Why do they offer parental or medical leave, then?

This is akin to cutting someone's wages when they are on PTO. It's not "paid" time off anymore.

I think you might be misunderstanding. They’re still getting paid. They’re just frozen in time and not getting stock vests or raises.
That’s still a drop in OTE over a year, especially for a company that pushes the “total compensation” message.
It is a weird nickel-and-dime-ey policy to have though. Like, why specifically those two types of leave? Where does it end?! Why not pause vesting and raises while someone is on vacation? Why not pause raises and vesting on the weekends? I'd better stop before I give them any more ideas.
(Perhaps literally) playing Devil's Advocate:

Could it be that employees that take maternal or paternal (parental) leave are significantly and disproportionately more likely to exit a short time after returning from leave? Or else see some other significant pattern of attrition after parental leave - controlling for the absence and costs of the leave over its duration?

Not commenting on the ethics or legality of this sort of HR accounting...

Stock vests are a significant part of many tech workers' comp, including Amazon workers.
Idk how things work at Amazon (from what I've heard their vesting schedule is already kinda whack), but where I work freezing stock vesting is basically a 50% pay cut for the duration.
> It's not "paid" time off anymore.

huh? i don't know anyone who gets paid purely in stock.

It's part of their compensation.

Their yearly bonuses are not predicated on how many days off they have taken, why would it be any different with stocks?

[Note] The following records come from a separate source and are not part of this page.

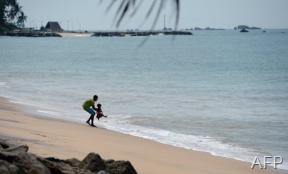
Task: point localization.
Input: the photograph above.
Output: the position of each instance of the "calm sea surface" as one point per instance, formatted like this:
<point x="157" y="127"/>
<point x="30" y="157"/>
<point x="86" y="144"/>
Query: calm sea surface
<point x="222" y="92"/>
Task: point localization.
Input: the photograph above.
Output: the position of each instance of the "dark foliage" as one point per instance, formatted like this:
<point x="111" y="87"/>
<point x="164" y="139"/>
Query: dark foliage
<point x="124" y="7"/>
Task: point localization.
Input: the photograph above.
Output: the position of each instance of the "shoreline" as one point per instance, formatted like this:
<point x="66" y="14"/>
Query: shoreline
<point x="76" y="140"/>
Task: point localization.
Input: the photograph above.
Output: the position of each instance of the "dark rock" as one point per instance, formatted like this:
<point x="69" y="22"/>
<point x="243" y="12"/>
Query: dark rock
<point x="17" y="160"/>
<point x="120" y="167"/>
<point x="102" y="172"/>
<point x="93" y="162"/>
<point x="7" y="168"/>
<point x="26" y="162"/>
<point x="57" y="166"/>
<point x="18" y="149"/>
<point x="3" y="145"/>
<point x="73" y="162"/>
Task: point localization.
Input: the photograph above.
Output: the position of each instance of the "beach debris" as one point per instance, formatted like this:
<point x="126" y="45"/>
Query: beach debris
<point x="15" y="159"/>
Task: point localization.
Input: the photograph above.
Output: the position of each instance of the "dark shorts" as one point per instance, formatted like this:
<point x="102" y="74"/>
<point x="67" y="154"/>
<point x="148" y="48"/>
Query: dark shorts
<point x="89" y="110"/>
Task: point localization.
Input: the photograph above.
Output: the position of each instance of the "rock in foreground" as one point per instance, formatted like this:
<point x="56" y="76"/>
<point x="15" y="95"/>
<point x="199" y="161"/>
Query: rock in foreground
<point x="17" y="160"/>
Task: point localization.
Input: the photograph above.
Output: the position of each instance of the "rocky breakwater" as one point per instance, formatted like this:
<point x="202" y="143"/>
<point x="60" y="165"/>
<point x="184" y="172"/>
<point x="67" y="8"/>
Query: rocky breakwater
<point x="16" y="159"/>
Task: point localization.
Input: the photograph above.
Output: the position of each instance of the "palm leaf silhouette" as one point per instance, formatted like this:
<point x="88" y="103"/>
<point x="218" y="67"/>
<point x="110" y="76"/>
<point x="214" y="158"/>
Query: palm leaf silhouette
<point x="133" y="6"/>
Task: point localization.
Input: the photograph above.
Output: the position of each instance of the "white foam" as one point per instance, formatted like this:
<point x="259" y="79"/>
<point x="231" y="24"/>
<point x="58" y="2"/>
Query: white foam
<point x="199" y="143"/>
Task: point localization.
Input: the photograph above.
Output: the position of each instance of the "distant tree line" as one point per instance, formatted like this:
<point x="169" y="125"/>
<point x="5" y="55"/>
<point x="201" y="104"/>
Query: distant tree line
<point x="11" y="15"/>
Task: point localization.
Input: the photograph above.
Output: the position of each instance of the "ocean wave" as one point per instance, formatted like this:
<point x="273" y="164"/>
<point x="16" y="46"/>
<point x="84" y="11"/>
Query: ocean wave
<point x="207" y="144"/>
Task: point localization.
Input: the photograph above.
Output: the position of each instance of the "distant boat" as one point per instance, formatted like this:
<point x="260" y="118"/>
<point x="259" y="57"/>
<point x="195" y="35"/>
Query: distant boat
<point x="244" y="30"/>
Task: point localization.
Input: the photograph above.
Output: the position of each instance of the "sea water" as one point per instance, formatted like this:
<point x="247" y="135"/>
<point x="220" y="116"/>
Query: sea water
<point x="221" y="92"/>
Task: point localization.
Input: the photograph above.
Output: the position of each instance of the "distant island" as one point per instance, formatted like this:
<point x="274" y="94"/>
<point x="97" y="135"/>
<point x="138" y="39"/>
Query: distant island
<point x="246" y="27"/>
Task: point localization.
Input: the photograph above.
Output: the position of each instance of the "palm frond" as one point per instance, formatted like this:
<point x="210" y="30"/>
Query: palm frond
<point x="133" y="6"/>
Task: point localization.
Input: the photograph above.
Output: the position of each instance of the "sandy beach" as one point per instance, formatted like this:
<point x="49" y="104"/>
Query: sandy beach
<point x="63" y="139"/>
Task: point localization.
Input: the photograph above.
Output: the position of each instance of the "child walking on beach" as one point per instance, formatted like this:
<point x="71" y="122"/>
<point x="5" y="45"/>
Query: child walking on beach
<point x="89" y="106"/>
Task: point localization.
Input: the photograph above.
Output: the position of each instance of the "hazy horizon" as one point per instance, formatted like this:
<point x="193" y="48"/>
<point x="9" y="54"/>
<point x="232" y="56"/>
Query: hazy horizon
<point x="91" y="15"/>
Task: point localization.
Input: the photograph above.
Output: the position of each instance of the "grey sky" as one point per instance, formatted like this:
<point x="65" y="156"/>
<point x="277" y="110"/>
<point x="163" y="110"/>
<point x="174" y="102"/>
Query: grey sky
<point x="88" y="14"/>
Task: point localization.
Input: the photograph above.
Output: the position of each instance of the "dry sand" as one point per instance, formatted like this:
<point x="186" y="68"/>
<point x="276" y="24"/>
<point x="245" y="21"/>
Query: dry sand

That's only true for vacation and normal sick leave. Most extended leaves (medical and parental) do affect your bonus. This is certainly true at Microsoft and Google and likely many other companies. The exact formula varies - at some places, if you take 3 months of parental leave, you'd get 75% of your target bonus (since you worked 75% of the year). At others there are more complicated formulas that give partial credit or assume that the portion of the year you spent on leave you got an average rating or whatever. Similarly, at most places I've worked if you take unpaid leave (including long-term sick leave) those dates aren't bonus eligible.
I am coming to this post kind of late, so not sure if others will see this, but actually this is something that Amazon policy has JUST changed on, effective as of Dec 31, 2021.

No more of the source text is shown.